In line with the NHS policy, the practice has a zero tolerance approach to aggression, abuse, violence, vexatious or anti-social behaviour towards our staff.
Staff managing direct relationships with the public (face-to-face, through emails, letters or telephone calls), are offered training and support to handle aggression, abuse, violence or anti-social behaviour from patients, their relatives or members of the public.
The definition of ‘vexatious’ behaviour is to harass, distress, annoy, tease, cause trouble, agitate, disturb or pursue issues excessively.
However, aggressive behaviour be it violent or verbal abusive, will not be tolerated and may result in you being removed from the Practice list straight away in extreme cases.

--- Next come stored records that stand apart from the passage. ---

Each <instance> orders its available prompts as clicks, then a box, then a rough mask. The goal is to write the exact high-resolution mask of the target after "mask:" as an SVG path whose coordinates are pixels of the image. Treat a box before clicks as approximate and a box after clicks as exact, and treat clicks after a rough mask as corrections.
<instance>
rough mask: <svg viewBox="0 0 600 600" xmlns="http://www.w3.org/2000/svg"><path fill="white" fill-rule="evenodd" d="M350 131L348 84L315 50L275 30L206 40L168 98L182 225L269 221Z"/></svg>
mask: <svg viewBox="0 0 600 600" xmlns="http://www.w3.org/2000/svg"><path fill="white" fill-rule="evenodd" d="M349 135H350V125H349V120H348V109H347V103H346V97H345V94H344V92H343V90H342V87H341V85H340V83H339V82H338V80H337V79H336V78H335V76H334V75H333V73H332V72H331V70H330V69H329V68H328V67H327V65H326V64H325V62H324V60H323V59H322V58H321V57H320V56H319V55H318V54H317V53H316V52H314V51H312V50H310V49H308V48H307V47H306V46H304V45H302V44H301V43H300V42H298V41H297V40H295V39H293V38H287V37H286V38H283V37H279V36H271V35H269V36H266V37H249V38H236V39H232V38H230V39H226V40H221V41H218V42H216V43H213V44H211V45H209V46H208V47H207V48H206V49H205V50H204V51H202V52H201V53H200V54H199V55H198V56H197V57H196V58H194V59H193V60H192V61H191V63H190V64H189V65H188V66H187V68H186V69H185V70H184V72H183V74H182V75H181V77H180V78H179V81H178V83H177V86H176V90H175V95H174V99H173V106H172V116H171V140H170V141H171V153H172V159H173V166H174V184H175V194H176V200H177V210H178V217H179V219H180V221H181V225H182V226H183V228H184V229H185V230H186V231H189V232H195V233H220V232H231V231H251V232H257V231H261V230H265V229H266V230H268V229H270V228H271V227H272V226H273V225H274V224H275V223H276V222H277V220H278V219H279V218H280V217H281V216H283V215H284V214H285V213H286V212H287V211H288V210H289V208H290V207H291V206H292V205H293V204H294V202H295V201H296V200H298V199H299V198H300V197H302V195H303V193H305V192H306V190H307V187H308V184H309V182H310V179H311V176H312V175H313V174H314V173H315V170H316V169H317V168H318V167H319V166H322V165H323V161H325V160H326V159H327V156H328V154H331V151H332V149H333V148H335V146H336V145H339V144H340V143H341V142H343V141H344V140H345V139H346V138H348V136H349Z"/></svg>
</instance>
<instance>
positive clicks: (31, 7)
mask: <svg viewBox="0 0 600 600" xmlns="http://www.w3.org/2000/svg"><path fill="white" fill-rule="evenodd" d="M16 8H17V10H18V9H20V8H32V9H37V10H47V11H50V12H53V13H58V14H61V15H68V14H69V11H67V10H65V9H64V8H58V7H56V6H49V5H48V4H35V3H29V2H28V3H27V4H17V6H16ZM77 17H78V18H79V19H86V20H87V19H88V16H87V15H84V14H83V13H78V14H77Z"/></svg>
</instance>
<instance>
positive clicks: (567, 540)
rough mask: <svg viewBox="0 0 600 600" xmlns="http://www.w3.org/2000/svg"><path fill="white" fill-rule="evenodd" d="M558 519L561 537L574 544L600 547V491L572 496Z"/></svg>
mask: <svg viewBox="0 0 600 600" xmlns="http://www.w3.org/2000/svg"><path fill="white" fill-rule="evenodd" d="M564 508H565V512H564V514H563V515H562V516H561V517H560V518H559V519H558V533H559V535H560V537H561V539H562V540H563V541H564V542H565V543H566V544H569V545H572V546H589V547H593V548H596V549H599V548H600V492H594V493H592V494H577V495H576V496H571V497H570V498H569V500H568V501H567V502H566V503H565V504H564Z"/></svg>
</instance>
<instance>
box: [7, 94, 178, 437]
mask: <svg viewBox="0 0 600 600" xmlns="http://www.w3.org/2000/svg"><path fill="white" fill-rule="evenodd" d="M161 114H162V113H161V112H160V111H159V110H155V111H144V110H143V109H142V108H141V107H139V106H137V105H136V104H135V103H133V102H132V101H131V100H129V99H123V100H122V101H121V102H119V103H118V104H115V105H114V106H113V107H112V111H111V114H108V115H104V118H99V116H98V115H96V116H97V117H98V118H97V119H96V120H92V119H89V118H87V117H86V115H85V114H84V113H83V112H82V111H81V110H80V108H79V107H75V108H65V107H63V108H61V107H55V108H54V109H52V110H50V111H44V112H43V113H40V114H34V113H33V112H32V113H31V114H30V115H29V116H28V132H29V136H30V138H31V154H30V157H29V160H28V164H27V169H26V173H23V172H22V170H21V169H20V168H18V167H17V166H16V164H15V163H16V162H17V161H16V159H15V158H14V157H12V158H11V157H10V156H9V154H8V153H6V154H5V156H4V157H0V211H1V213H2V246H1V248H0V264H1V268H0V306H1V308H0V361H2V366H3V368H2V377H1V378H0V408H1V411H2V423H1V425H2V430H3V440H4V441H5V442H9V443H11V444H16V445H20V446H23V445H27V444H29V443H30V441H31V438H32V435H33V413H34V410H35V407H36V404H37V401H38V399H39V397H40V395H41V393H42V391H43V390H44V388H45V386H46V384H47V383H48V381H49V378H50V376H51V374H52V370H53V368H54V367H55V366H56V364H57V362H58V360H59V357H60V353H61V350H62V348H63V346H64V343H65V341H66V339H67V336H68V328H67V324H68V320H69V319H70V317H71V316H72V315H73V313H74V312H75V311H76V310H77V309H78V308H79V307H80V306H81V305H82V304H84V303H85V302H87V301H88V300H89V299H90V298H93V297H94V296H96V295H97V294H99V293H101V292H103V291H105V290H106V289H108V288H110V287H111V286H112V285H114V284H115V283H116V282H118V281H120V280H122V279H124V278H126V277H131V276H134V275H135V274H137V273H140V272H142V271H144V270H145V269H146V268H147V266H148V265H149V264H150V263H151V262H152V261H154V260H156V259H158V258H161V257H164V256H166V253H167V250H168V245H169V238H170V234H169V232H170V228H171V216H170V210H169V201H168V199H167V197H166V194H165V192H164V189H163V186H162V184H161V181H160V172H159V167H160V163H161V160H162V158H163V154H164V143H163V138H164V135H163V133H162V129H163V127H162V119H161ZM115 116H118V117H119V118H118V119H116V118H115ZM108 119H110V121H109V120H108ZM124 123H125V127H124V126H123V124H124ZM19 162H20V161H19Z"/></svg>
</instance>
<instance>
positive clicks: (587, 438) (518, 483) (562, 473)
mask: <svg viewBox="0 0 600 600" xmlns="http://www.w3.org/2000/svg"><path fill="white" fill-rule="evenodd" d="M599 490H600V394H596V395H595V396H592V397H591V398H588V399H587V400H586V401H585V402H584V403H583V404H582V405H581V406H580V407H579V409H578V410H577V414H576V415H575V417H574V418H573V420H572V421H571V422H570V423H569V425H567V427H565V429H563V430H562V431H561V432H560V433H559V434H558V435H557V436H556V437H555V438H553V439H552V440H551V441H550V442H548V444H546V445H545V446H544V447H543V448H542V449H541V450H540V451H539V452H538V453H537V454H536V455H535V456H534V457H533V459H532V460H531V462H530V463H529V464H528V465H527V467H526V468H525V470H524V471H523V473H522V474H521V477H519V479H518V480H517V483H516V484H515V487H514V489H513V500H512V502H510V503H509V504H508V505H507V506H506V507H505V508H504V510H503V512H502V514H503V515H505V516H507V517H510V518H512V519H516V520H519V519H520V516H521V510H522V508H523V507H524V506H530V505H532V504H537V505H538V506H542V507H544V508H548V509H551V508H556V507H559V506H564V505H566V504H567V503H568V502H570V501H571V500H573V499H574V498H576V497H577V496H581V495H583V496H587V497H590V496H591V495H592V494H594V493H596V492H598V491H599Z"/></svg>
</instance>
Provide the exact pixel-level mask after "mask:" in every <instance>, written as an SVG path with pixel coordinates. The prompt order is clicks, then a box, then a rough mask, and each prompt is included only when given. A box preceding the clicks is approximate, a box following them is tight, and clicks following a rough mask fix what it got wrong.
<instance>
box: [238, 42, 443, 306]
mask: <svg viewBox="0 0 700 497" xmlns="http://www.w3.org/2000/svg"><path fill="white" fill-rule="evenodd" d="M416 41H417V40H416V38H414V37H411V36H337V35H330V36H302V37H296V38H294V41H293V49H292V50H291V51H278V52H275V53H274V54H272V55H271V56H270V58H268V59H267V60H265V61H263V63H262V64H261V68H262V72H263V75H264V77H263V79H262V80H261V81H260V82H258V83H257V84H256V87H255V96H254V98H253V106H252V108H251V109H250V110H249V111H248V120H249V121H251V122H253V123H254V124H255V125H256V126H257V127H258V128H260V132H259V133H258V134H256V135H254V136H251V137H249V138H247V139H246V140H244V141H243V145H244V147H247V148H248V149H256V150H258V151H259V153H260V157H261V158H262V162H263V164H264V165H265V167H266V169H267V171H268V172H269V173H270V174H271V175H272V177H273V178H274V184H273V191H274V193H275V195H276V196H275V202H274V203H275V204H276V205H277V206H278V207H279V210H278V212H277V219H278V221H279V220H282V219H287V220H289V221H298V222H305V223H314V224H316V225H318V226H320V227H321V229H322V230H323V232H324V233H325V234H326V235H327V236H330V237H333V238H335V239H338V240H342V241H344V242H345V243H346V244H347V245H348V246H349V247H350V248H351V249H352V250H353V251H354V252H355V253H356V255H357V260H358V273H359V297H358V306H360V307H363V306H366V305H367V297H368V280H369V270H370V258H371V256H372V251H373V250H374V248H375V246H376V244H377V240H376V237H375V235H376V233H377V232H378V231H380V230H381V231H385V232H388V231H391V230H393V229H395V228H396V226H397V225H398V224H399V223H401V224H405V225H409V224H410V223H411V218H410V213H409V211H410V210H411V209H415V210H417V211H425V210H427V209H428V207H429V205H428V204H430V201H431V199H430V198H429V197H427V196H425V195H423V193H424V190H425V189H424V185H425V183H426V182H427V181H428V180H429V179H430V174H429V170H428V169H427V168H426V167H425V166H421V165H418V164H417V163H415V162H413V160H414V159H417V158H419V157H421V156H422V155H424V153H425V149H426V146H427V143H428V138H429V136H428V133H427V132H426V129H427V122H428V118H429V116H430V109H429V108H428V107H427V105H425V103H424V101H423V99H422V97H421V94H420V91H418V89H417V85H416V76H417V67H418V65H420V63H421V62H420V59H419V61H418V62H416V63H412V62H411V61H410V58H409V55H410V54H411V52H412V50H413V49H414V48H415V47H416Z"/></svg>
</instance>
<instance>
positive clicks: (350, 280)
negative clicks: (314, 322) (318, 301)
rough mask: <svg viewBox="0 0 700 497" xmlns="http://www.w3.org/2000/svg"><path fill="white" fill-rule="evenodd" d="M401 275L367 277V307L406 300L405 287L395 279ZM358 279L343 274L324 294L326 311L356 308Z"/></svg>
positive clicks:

The police will be contacted if the patient is posing a threat to staff or other patients.
All incidents of unacceptable behaviour will follow our practice policy:
- First incident of unacceptable behaviour – Verbal warning given
- Second Incident of unacceptable behaviour – Formal Written Warning
- Third Incident of unacceptable behaviour – Removed from Practice list
Removal From the Practice List
A good patient-doctor relationship based on mutual respect and trust is the cornerstone of good patient care. The removal of patients from our list is only done in exceptional and rare circumstances and is the last resort in an impaired patient-practice relationship.
When trust has irretrievably broken down it is in the patient’s interest, just as much as that of the practice, that they should find a new practice. An exception to this is on immediate removal on the grounds of violence e.g. when the Police are involved.
Removing Other Members of the Household
In rare cases however, because of the possible need to visit patients at home it may be necessary to terminate responsibility for other members of the family or the entire household. The prospect of visiting patients where a relative who is no longer a patient of the practice by virtue of their unacceptable behaviour resides, or being regularly confronted by the removed patient, may make it too difficult for the practice to continue to look after the whole family. This is particularly likely where the patient has been removed because of violence or threatening behaviour and keeping the other family members could put doctors or their staff at risk.